Check out this week’s On Tap column for The Advocate that’s published here.
Mississippi on My Mind
Louisiana isn’t the only state with a burgeoning craft beer scene these days. Our neighbors to the north and east also have several breweries which are sending their interesting creations to us in south Louisiana.
For years, Lazy Magnolia was the only brewery in Mississippi. I still have fond memories of drinking its Southern Pecan brown ale on a cool fall day. Now there are a dozen-plus breweries in Mississippi, several of which distribute in our area.
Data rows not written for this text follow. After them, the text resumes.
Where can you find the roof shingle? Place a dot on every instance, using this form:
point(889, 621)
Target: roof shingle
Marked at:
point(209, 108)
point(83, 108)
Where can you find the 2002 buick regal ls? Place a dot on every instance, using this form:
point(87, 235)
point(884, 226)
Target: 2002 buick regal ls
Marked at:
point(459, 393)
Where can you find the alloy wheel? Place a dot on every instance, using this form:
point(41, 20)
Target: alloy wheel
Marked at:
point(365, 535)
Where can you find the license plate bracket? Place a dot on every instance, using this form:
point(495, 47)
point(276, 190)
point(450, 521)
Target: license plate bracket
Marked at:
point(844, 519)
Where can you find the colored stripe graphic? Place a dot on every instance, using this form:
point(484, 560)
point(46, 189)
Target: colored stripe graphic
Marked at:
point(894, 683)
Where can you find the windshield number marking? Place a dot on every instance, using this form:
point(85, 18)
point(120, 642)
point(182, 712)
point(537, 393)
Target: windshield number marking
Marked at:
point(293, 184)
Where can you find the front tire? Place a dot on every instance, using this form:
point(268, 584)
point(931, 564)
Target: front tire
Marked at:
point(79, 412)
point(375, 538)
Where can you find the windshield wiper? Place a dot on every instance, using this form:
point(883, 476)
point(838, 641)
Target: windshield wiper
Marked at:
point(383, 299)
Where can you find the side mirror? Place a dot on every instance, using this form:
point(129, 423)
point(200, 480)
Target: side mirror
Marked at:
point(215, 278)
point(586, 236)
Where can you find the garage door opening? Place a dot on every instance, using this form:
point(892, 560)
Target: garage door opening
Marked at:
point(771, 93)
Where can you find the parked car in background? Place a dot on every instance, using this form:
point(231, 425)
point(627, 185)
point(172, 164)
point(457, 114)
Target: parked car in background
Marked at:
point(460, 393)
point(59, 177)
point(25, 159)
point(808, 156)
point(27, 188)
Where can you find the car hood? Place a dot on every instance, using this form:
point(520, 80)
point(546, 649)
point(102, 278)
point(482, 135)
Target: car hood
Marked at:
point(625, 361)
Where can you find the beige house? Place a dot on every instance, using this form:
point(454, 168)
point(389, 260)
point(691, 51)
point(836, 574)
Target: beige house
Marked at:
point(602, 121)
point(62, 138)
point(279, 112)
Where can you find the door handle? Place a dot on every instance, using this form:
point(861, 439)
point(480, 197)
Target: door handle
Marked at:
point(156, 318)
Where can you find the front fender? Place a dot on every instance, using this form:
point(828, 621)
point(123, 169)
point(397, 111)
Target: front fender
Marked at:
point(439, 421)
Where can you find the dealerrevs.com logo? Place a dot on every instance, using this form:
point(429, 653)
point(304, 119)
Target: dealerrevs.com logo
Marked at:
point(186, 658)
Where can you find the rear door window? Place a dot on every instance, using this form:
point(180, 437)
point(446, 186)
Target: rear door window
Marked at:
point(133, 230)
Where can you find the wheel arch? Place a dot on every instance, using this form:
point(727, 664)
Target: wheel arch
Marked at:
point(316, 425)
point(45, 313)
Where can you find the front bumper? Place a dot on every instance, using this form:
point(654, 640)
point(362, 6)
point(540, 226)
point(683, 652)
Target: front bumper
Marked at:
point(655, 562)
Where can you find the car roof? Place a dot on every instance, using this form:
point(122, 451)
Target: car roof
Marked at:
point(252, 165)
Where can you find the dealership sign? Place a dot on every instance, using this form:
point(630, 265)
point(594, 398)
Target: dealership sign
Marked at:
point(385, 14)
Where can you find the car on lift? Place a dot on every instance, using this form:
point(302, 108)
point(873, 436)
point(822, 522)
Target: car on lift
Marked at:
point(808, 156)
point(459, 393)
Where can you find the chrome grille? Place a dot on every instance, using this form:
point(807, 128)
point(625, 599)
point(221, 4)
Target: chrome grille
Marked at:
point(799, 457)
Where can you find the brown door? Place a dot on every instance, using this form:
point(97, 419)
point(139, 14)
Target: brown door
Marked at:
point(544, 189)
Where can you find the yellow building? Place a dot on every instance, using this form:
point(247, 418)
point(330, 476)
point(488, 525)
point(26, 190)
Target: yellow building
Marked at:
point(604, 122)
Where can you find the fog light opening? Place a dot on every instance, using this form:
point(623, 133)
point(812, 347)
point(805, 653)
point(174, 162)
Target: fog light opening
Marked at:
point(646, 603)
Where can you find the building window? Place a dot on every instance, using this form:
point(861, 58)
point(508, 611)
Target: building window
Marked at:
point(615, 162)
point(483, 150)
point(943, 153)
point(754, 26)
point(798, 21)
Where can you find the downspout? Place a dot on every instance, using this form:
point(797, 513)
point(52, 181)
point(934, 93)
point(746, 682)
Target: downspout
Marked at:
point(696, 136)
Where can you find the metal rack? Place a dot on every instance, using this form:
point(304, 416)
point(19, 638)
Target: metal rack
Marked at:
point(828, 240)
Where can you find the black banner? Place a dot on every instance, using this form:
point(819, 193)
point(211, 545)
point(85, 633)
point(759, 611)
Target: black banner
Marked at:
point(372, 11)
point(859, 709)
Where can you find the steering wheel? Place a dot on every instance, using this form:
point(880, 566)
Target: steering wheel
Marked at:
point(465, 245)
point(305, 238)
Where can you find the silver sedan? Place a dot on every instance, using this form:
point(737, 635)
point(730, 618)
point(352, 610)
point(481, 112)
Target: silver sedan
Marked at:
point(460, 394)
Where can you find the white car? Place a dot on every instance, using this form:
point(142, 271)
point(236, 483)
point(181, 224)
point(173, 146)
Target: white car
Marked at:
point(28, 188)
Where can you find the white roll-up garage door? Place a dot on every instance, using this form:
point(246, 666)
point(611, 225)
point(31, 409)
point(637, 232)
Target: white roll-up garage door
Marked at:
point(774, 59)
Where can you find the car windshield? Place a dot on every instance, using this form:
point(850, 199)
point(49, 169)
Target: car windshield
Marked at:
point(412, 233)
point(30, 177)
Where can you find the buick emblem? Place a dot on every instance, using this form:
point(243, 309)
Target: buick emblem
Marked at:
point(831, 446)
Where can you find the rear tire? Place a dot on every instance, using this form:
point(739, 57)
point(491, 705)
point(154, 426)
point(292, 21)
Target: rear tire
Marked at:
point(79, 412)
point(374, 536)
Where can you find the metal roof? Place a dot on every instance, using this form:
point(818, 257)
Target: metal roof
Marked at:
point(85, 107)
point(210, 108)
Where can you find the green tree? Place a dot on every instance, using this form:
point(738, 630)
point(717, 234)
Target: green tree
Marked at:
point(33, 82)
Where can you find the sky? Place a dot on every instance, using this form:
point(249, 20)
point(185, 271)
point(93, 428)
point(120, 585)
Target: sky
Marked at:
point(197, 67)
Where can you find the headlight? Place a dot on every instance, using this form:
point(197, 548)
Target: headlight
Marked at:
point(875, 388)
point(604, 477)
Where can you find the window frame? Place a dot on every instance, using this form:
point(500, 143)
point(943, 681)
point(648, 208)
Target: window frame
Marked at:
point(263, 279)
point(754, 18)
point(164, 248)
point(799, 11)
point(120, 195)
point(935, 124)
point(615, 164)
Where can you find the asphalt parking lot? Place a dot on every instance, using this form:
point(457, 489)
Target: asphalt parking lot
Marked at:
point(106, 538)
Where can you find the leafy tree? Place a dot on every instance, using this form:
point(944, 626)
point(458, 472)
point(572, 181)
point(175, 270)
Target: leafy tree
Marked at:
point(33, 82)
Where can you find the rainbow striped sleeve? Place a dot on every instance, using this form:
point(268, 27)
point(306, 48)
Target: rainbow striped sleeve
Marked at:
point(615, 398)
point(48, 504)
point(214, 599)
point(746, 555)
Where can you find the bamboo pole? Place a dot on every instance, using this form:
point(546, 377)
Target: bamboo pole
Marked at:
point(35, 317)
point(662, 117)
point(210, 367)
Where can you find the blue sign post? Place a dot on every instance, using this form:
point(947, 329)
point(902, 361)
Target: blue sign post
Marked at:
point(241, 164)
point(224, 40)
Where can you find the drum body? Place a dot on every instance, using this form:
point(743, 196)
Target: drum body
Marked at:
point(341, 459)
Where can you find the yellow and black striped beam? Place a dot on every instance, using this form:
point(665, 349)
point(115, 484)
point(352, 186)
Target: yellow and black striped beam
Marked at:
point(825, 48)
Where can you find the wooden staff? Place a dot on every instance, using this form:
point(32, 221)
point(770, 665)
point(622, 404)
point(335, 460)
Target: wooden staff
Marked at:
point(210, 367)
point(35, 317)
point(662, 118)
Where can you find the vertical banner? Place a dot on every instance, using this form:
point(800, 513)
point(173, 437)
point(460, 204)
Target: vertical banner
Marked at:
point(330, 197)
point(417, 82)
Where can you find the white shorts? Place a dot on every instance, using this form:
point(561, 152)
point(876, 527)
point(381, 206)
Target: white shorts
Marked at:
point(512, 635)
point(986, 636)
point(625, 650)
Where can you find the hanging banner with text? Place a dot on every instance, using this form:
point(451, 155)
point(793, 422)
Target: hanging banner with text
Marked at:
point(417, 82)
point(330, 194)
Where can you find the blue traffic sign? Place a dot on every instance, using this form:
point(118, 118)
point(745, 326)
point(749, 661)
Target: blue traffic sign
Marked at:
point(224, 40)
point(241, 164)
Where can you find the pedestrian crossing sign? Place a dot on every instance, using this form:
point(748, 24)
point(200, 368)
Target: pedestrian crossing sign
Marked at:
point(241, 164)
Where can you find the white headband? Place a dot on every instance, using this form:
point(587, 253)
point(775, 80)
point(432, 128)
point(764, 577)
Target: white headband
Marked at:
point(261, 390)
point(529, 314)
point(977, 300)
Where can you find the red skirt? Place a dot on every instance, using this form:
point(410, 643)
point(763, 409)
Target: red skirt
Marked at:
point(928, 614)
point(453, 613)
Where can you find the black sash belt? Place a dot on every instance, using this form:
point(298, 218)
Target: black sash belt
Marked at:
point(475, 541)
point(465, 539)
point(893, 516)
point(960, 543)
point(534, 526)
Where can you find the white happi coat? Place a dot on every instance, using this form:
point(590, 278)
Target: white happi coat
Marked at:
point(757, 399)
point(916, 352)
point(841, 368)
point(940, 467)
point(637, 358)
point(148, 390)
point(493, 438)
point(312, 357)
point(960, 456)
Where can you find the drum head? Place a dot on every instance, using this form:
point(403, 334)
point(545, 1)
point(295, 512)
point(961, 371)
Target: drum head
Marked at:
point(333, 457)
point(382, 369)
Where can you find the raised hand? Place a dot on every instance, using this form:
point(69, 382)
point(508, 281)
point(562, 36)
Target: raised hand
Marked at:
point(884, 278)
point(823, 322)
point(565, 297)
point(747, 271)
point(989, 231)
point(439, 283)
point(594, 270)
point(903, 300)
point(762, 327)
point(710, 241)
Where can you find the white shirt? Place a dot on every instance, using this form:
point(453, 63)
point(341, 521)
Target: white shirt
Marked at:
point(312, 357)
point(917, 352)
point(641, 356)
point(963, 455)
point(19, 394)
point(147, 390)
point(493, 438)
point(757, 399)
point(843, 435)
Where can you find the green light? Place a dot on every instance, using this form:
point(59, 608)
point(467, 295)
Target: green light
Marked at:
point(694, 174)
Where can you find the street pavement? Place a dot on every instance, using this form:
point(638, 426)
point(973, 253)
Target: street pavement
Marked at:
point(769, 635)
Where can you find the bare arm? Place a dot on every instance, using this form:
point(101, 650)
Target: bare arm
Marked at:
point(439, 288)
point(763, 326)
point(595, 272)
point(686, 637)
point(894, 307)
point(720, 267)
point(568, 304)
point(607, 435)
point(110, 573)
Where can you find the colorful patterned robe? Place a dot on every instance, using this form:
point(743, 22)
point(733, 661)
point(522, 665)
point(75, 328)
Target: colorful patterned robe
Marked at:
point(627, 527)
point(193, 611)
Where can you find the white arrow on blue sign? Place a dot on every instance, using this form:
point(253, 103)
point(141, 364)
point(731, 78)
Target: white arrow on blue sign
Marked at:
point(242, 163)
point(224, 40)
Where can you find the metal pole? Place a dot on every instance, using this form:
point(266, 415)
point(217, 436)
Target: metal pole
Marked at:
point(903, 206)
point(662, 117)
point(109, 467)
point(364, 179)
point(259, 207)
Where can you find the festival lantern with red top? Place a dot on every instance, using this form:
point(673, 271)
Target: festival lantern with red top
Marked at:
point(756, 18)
Southern Prohibition, or as they like to call themselves, SoPro, is located in Hattiesburg and has been in operation since 2013. SoPro features four year-round offerings as well as rotating seasonals and one-off beers. Among the flagship beers are Suzy B, a blonde ale; Devil’s Harvest, a self-described breakfast IPA that weighs in at a mere 4.9-percent alcohol by volume (ABV); Mississippi Fire Ant, an imperial red ale; and Crowd Control, an 8-percent double IPA featuring mosaic hops.
Southern Prohibition also recently released some specialty beers into the south Louisiana market, including Ice Box, a lemon gose; and Paradise Lost, a double dry-hopped IPA that is their hoppiest beer to date.
Chandeleur Island Brewing Company opened in late 2013 in Gulfport. It produces a wide array of styles, ranging from sours and golden ales to IPAs and porters.
Lil’ Miss Sour is a tart ale brewed with tangerine juice that’s as refreshing as it sounds. Osirus Gulf IPA is a hazy and juicy IPA that’s best enjoyed fresh. Curlew’s Coconut Porter is full of chocolate and coffee notes with a twist of coconut flavor. Love Bug is a golden sour ale brewed with passion fruit and mango.
Located in the capital city of Jackson, Lucky Town Brewing just began distributing its beer in Louisiana this summer. And when Lucky Town sent Louisiana some beer, boy did it mean it. I’ve run across no fewer than seven different Lucky Town beers in the last couple of months.
Lucky Town’s offerings include a blonde ale (Ballistic Blonde), a pair of IPAs (Hop Fiasco and Lords of the Night), a wit (Johnny Wit), a gose (Gose Gamblin’), an imperial stout (Stranger in the Alps) and a farmhouse ale (Old No. 49). Lords of the Night IPA is hazy, but is also brewed with coffee beans for a twist on the style. Old No. 49 is fruity and citrusy, but with an interesting yeast character and a touch of spice on the finish. Gose Gamblin’ is sour and salty, perfect for a hot afternoon.
Natchez Brewing is located in, you guessed it, Natchez. Although its beers aren’t yet available on shelves in Baton Rouge, you will be able to find them in New Orleans, although I recommend taking the short two-hour drive to the sleepy town of Natchez for a brewery visit.
Natchez Brewing specializes in sour ales, both the barrel-aged versions as well as the easier to produce kettle sours. Its kettle sour series starts with a tart Berliner Weisse-style beer and features several different versions. There’s the base beer known as Southern Grace, as well as a dry-hopped version, a version infused with ginger and a POG (passion fruit, orange and guava) version.
Natchez Brewing also features sour ales aged in wine barrels. Cronyism, a golden sour, and Rascalism, a dark ale with raspberries, are aged in cabernet sauvignon barrels, and Nepotism is a sour stout aged in a variety of wine barrels before being blended.
For the nonsour beer fans, Natchez Brewing also features Bluff City Blonde ale, Old Capital IPA and Altered State, a German-style amber ale.
No matter your tastes, you should be able to find something to enjoy from any one of the Magnolia State’s craft breweries.